June 22, 2010 7 comments

 Impardonnables, by Philippe Djian.  

As Philippe Djian is best known in France than abroad, some biographical details are probably welcome. Djian is a French writer, was born in 1949 and has been famous in France since the 1980s. He lived in the USA for a while and is now settled in Biarritz, in the Basque country. According to me, his best books are the first ones, “37°2 Le Matin” (Betty Blue), “Echine”, “Maudit Manège” (the following of Betty Blue) and “Bleu comme l’enfer”. Apparently, the last three ones have not been translated in English, unfortunately.

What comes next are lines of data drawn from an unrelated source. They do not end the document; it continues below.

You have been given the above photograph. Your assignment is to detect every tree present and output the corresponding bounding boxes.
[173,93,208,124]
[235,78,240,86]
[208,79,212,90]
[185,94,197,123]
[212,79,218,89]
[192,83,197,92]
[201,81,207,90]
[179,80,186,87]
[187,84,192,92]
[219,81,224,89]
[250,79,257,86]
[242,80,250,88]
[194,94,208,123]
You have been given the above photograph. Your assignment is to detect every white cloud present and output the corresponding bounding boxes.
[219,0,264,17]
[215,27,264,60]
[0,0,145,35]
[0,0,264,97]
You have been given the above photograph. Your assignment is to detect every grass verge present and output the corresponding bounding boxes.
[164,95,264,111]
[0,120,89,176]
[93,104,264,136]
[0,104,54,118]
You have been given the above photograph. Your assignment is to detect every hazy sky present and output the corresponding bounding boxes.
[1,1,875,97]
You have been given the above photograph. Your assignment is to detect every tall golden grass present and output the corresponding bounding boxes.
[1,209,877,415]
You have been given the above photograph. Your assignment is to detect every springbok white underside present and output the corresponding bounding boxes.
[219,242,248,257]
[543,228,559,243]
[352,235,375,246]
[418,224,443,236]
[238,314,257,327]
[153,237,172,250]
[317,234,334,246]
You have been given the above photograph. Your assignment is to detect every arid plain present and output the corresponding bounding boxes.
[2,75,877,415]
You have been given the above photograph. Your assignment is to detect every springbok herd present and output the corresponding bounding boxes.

His favourite writers are mostly American: John Fante, Richard Brautigan, Jack Kerouac, Walt Whitman and many others. They deeply influenced his style.

Impardonnables (Unforgivable: a novel) was published in 2009. The plot is centred on Francis, who lost his wife and eldest daughter in a terrible car accident, some ten years ago. His second marriage with Judith, a 50-years-old real estate agent, is in bad shape. The book opens on another personal drama, as his second daughter, Alice, disappears. For Francis, the pain is excruciating and the unhealed grief from the former car accident resurfaces. I will not tell more about the story, to avoid spoilers. Let’s just say things are not exactly what they seem to be and that I did not see the end coming.

Francis is an alter ego for Philippe Djian. He is a sixty-years-old famous writer, who lives in the Basque country. Djian already used another alter ego named Dan in Echine. Francis seems to be an older and disenchanted Dan. When Dan was young, a writer-to-be, a good father for his son Hermann, Francis is 60 (“a young old man”), a famous writer, whose best books are behind him. He raised Alice alone and failed as a father, according to him. Dan was full of life and Francis is sad and disillusioned.

However, there is a lot more in this book than just a mourning and whining writer. It raises issues on parenthood, on how ungrateful children can be, whatever you do for them. (Think of Father Goriot, by Balzac). Francis is lucid about himself and does not try to evade responsibility in the disaster of his life. “Unforgivable” applies to several realities in the novel, the French title is a plural. It relates to acts and to persons. Some things are forever unforgivable because the one who could grant the pardon is dead. Some things are unforgivable because they lead to someone’s physical or mental death. Some people are unforgivable because what they did for futile reasons brought an irretrievable pain to beloved persons.

Reading Impardonnables just after Fante’s Road to Los Angeles was as big a mistake as eating Gruyère cheese after Roquefort. The taste of the first one is so strong that the second seems tasteless, even if it is the best Gruyère ever. So is Francis after Arturo Bandini.

I had never noticed before how much Djian mimics Fante’s style. Even with the difference of language, French versus English, the similarity is obvious. Djian also writes in short sentences, with images and every word is thought through. But I missed the fun Fante sprays in his descriptions and dialogues. Maybe the lack of energy in Djian’s book is only due to the difference in ages between the two characters. Francis is depressed and ageing, whereas Arturo is 18 and excited to start his adult life.

Impardonnables gathers the usual themes of Djian’s novels: a father raising his child alone, a struggling writer, a woman as a best friend. Several weaknesses displeased me in the book, such as Alice being an actress, without sparing us all the clichés (former drug and alcohol addict, egocentric). I did not like either the frequent allusions to Hemingway, as if Francis were a stupid rock star fan worshipping relics. It also includes too many present-day references. No one will understand them in a decade or so, and it will prevent Djian’s work to reach some immortality. I am convinced that immortal books, apart from being exceptionally well written, are the ones that have an eternal theme put in a vague enough setting, so that readers from another time can easily identify. Impardonnables will become outdated because of all those little references to the present time, such as the name of a pain-killer, Philip Roth’s last book or an allusion to Brad Pitt. It is a pity, for it is well written.

Despite all these flaws, I enjoyed reading Impardonnables, and I was eager to know how this would end. I was surprised, which is usually agreeable in a book. It only sounded dull after The Road to Los Angeles, I probably would have had liked it better if I had read it at a different time.